Ni l'un(e) ni l'autre
Par Gabriel Kerneis le mercredi 10 janvier 2007, 01:05 - Engagements - Lien permanent
Attention : texte à contenu politique, donc subjectif. Vous avez le droit de vous enflammer dans les commentaires ; je me réserve celui de ne pas y répondre (mes trolls domestiques sont assez bien nourris). Vous êtes prévenus.
Je ne voterai pas pour M. Sarkozy. Je ne voterai pas pour Mme Royal. Car ni l'un ni l'autre ne m'inspire la moindre confiance, ni le moindre espoir, la moindre envie d'avancer. Même si je leur reconnais de (rares) bonnes idées de temps à autre.

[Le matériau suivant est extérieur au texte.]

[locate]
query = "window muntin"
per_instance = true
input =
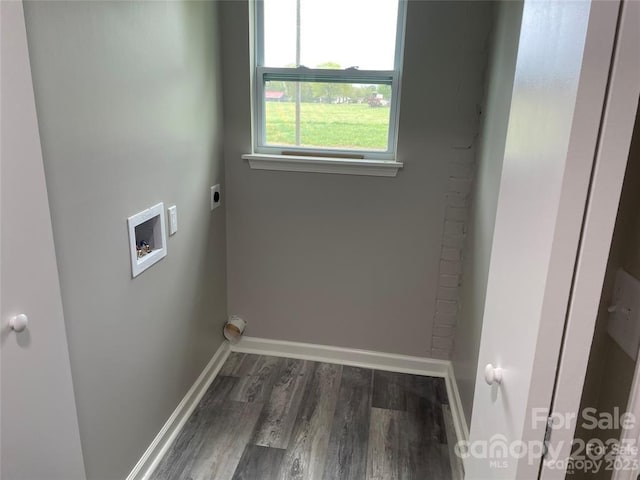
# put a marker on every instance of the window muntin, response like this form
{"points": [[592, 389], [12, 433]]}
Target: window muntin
{"points": [[331, 84]]}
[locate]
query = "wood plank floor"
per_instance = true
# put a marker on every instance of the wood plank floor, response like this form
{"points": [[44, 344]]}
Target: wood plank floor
{"points": [[269, 418]]}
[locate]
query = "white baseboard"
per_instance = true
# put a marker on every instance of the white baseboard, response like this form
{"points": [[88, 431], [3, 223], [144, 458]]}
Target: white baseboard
{"points": [[455, 404], [305, 351], [344, 356], [367, 359], [152, 456]]}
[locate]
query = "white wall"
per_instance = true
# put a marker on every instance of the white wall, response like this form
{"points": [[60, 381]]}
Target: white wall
{"points": [[127, 95], [39, 422], [347, 260], [490, 155]]}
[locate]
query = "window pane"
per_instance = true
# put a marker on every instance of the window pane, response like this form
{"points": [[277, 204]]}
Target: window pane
{"points": [[328, 115], [333, 33]]}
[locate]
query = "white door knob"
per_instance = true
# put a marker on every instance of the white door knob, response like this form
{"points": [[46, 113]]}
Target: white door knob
{"points": [[19, 322], [492, 374]]}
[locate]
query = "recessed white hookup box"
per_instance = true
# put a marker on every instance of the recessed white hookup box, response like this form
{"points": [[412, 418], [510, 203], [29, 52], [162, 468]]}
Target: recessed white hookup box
{"points": [[147, 238]]}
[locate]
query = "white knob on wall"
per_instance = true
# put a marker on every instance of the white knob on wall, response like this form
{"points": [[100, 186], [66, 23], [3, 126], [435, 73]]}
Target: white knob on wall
{"points": [[19, 322], [492, 374]]}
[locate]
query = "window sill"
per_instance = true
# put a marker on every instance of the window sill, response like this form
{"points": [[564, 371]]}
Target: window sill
{"points": [[344, 166]]}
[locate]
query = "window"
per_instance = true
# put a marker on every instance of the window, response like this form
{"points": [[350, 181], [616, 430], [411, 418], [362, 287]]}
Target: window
{"points": [[327, 78]]}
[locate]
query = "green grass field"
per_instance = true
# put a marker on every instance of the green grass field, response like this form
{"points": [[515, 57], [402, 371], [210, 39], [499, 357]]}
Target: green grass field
{"points": [[329, 125]]}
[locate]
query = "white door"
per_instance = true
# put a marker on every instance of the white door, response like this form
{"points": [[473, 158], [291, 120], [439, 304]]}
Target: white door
{"points": [[563, 61], [39, 437], [608, 176]]}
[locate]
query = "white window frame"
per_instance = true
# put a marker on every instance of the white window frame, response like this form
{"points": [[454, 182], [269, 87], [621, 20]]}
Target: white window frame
{"points": [[324, 159]]}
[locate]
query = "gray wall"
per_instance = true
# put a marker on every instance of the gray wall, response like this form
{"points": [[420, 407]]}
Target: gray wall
{"points": [[490, 155], [129, 112], [349, 260]]}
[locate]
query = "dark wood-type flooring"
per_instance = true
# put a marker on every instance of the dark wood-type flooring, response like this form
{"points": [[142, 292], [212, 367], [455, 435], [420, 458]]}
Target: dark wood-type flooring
{"points": [[269, 418]]}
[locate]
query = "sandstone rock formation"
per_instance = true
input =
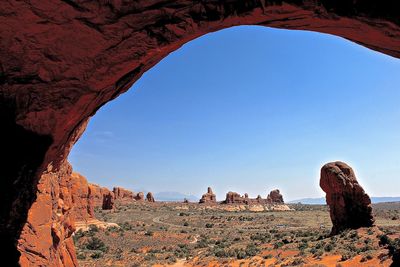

Je ne ferai pas le jeu de l'extrême-droite. Si M. Le Pen passe au second tour, ce ne sera pas ma faute, mais bien celle de ceux qui auront voté pour lui.
Je ne voterai pas blanc. J'aurai pu, je suis plutôt pour le vote blanc quand il est réfléchi, pensé, assumé. Mais j'ai autre chose à exprimer qu'une absence de choix. Je ne voterai pas nul non plus, quoique l'idée de rendre un bulletin manuscrit sur lequel j'aurais classé les candidats m'ait effleuré l'esprit comme alternative intéressante (quoique totalement inutile) pour promouvoir le vote de Condorcet[1]
Je voterai pour M. Bayrou.
Notes
[1] dont la résolution des cas de conflit est NP-difficile, comme me l'a appris M. Hudry que je remercie au passage --- notez que le bourrage des urnes est du même coup NP-difficile également.


Commentaires
Je ne voterai pas pour Monsieur Bayrou. Je voterai pour Madame Royal, car si elle ne m'inspire pas beaucoup d'espoir, je place mes espérances en son gouvernement.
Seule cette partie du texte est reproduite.